April 27th, 2010Micro Finance – A Good Financial Service for the Poor
Banks are by nature risk-adverse and like to give loans to those who knock on their door and already have money. So, micro finance appears.
Usually, micro finance is often defined as financial services for poor and low-income clients. In practice, the term is often used more narrowly to refer to loans and other services from providers that identify themselves as micro finance institutions. These institutions commonly tend to use new Business Models developed over the last 30 years to deliver very small loans to unsalaried borrowers, taking little or no collateral. These methods include group lending and liability, pre-loan savings requirements, gradually increasing loan sizes, and an implicit guarantee of ready access to future loans if present loans are repaid fully and promptly.

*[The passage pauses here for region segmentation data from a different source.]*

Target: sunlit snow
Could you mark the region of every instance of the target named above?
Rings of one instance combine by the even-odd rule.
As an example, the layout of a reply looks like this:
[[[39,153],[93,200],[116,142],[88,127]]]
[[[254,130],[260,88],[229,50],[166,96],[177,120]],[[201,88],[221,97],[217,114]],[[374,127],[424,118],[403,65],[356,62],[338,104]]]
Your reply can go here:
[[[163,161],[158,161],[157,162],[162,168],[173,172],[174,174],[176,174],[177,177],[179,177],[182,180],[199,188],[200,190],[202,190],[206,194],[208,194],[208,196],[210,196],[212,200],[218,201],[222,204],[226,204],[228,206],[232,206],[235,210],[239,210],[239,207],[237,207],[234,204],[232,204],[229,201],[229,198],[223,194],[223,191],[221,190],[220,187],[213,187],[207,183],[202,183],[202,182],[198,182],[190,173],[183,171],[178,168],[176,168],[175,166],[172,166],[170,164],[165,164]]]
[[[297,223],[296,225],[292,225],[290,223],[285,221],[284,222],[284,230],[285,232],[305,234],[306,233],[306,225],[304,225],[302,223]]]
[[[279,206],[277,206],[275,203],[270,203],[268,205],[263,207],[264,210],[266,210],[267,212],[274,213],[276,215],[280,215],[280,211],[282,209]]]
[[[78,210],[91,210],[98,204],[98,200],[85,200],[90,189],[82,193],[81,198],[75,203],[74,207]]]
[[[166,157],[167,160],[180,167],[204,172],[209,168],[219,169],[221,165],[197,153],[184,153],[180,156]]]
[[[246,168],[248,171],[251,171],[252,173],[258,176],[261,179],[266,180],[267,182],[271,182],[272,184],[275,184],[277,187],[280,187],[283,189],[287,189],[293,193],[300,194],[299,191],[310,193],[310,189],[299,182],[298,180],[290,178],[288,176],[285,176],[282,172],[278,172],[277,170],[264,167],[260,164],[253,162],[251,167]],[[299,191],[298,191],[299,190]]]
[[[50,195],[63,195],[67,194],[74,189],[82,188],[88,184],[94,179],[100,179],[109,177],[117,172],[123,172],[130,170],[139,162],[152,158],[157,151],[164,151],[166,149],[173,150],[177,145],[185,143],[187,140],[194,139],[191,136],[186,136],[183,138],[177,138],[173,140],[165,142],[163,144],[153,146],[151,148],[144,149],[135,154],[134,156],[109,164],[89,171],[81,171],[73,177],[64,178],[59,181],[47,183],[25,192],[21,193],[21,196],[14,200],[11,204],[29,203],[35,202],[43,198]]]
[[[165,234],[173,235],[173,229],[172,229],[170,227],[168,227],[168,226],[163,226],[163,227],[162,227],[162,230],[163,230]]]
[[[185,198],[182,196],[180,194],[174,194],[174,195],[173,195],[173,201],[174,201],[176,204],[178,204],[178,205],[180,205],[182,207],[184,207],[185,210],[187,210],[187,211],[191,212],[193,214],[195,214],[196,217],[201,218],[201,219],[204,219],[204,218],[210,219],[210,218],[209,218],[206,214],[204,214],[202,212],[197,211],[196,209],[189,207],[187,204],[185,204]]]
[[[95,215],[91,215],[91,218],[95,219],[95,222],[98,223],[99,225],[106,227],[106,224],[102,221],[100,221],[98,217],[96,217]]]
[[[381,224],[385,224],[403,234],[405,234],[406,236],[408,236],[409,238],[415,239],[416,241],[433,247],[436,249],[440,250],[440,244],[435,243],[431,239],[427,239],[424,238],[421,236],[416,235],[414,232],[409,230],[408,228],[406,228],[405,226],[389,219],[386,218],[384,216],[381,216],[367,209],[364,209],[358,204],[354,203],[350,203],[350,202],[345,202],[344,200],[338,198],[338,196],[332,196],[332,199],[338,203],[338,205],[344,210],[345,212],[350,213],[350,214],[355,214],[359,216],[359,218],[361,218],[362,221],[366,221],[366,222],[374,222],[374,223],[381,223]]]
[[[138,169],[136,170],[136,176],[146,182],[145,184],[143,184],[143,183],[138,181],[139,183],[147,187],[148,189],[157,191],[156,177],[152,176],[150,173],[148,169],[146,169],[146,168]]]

Micro finance takes its name from the ridiculously low amounts lent by western standards. US $50 to $100 can allow someone to buy a goat and have an ongoing supply of milk and cheese to feed their family and sell the surplus on the market. Those loans are usually repaid within 6 months. Another reason why traditional banks stay well clear of that market is because whether the loan is for $100 or $10,000 their processing costs are the same.
Traditional lending without collateral is the realm of credit cards. We can guess how many divorces have been caused by encouraging wild spending and so the social responsibility of the established banking sector is something shareholders do not care about. Fortunately, with the appearance of micro finance, people can manage their expenses easily and avoid the wild spending.